宋观穹话头被打断了,唇瓣仍旧张着,眼瞳缓缓移动。
“你说的都不存在,为师现在好好的,以后也不会再有那种事,提来做什么。”她的眼底决绝,没有一丝商量的余地。
宋观穹有时真想咬她一口,也恨自己三番四次地认不清状况。
“罢了,我们喝酒赏月吧。”
他推开高广的窗户,一轮圆月正悬当空,落在被面上的银辉凄清柔白。
下了一日的春雨,晚间阴云倒是散去了,薄云不时聚散,如面纱拢在月上,夜风把草叶的清香送入窗来,庭中小池浮起了薄薄青雾,让人深叹。
“不喝了。”夏诉霜从被子里挣脱出来,扒拉了一下头发,就要回床上睡。
“师父,来这儿。”
回头一看,宋观穹朝窗户坐着,朝她张开了被子,拍拍身边的位置。
月下他的脸温润无害,纯良至极,甚至带着同幼时一般无二的希冀,立时让夏诉霜回忆起无数的好时光来。

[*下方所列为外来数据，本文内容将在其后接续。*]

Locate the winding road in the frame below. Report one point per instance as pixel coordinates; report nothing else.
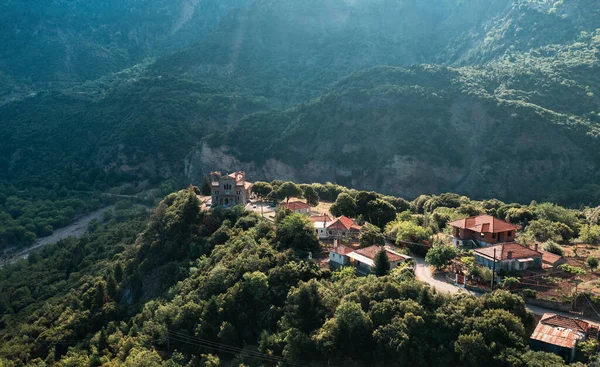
(423, 274)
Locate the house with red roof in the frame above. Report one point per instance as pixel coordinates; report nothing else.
(343, 227)
(508, 256)
(338, 256)
(297, 207)
(231, 189)
(483, 230)
(560, 335)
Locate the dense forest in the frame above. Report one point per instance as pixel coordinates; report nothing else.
(306, 90)
(187, 287)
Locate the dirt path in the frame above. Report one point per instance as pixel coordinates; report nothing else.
(75, 229)
(423, 274)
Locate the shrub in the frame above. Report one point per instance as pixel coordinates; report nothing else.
(529, 293)
(553, 247)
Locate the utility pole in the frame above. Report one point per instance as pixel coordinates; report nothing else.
(494, 270)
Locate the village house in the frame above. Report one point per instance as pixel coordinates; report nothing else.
(320, 222)
(230, 190)
(363, 259)
(297, 207)
(343, 227)
(338, 256)
(508, 256)
(551, 261)
(560, 335)
(482, 230)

她坐着不动,宋观穹干脆手臂一个使劲,就把她端到了身边,两个人拢着一张被子。
“今日陪你在这儿吹风,算
是赔礼。”她绷着脸说道。
“好,徒儿一个人喝酒无趣,正要师父相陪。”
酒壶撞在一起,清冽的酒液回响,师徒二人靠坐着,跟小山包一样,相依无间。
夏诉霜一口一口喝着酒,逐渐眯起了眼睛,惬意起来。
宋观穹就负责说话,说起这个季节,多难山上哪里会有什么小动物,春天会长什么蘑菇,还有他自己的菜谱,
将新鲜采下的蘑菇和脆嫩的春笋切成丁,到山下刘屠户的档子挑拣出肥瘦正好的五花肉,大火炒出微微焦香,再倒入山蘑菇和春笋……
夏诉霜听得腹中馋虫被勾了起来,恨不能马上回多难山去,只能一口又一口地喝酒压下馋虫。